奥のほうでガタッという動揺する様子が見受けられるがそれは無視して説明をされる。

容量がでかいのはいいけどさすがに二つで金貨40枚は手持ちが足りない。

今後のこともあるので使い切ってしまうといろいろ問題があると考え、ジーナに「金貨20枚は無理ですわ。」と悲しそうに告げる。

少し値引いてくれればなぁ。具体的には半額に。


するとジーナが「ですよね。」と少しつまらなさそうに呟く。


「本当はでかいのがいいんですけど今回は手持ちがないので大を2個と小を2個でお願いします。
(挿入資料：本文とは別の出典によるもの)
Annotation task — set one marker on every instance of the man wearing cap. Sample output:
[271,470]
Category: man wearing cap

」

「残念ですっ。」

「了解しました。ではバッグの加工をしますのでしばらく店内をご覧になってお待ちください。」


むぅ。やっぱりつっこみがない。


瞬は「え、そんな短時間で出来るの?」と言われたように店内を再度見始める。

奥のほうではさきほどの店員がモップを持ったままガクガクと震えており最初の軽い様子は消えてしまっている。
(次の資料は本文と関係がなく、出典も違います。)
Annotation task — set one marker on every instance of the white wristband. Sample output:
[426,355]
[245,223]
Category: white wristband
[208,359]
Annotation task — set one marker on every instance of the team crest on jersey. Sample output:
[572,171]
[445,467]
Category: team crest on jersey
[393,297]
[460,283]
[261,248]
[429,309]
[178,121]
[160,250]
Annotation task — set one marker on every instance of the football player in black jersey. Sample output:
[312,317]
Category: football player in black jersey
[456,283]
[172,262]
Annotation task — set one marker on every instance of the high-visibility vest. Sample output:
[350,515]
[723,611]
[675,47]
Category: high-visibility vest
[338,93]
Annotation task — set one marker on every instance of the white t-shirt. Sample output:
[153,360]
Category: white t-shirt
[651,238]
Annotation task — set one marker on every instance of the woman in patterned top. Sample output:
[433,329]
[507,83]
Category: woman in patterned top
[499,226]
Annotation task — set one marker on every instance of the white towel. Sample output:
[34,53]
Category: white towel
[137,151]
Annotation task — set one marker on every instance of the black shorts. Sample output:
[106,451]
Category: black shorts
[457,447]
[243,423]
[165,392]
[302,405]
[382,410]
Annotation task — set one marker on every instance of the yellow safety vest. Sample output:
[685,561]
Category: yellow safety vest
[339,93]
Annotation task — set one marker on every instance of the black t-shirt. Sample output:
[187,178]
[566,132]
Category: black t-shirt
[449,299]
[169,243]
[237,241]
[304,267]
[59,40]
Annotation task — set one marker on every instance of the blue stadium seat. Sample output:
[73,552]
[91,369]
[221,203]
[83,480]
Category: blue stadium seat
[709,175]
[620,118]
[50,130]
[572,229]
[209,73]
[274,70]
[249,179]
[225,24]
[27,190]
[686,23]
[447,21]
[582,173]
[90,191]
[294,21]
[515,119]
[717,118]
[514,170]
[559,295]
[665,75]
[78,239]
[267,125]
「それにしてもこのポーションなのかな。色が毒々しいよね。。。」

「普通緑って言ったら毒POTだからなぁ。体力回復ポーションとか書かれていても飲むのを一瞬ためらうな」

「だよねー。この紫のが魔力回復ポーションか。紫のPOTなんて爆発POTしか知らないなー」

「気をつけないと間違って飲みそうだな。ラベルとか貼ればいいのに。」

「ねー。まぁとっさにラベルなんて見てられないだろうけどね。」

「どうする?体力回復のだけでも買っておくか?」

「一本ずつくらいは持ってた方が安心かなぁ。値段も銀貨1枚だし買っておこうか。」

「りょーかい」


とガラス戸をあけ緑のポーションを2本手に取りさらに店内を回る。

魔道具としてよくある火種がなくても光るランタンやコンロっぽい調理道具、綺麗な水を生み出せるコップなどがある他、魔よけ効果のあるテントなど大きなものまで並んでいる。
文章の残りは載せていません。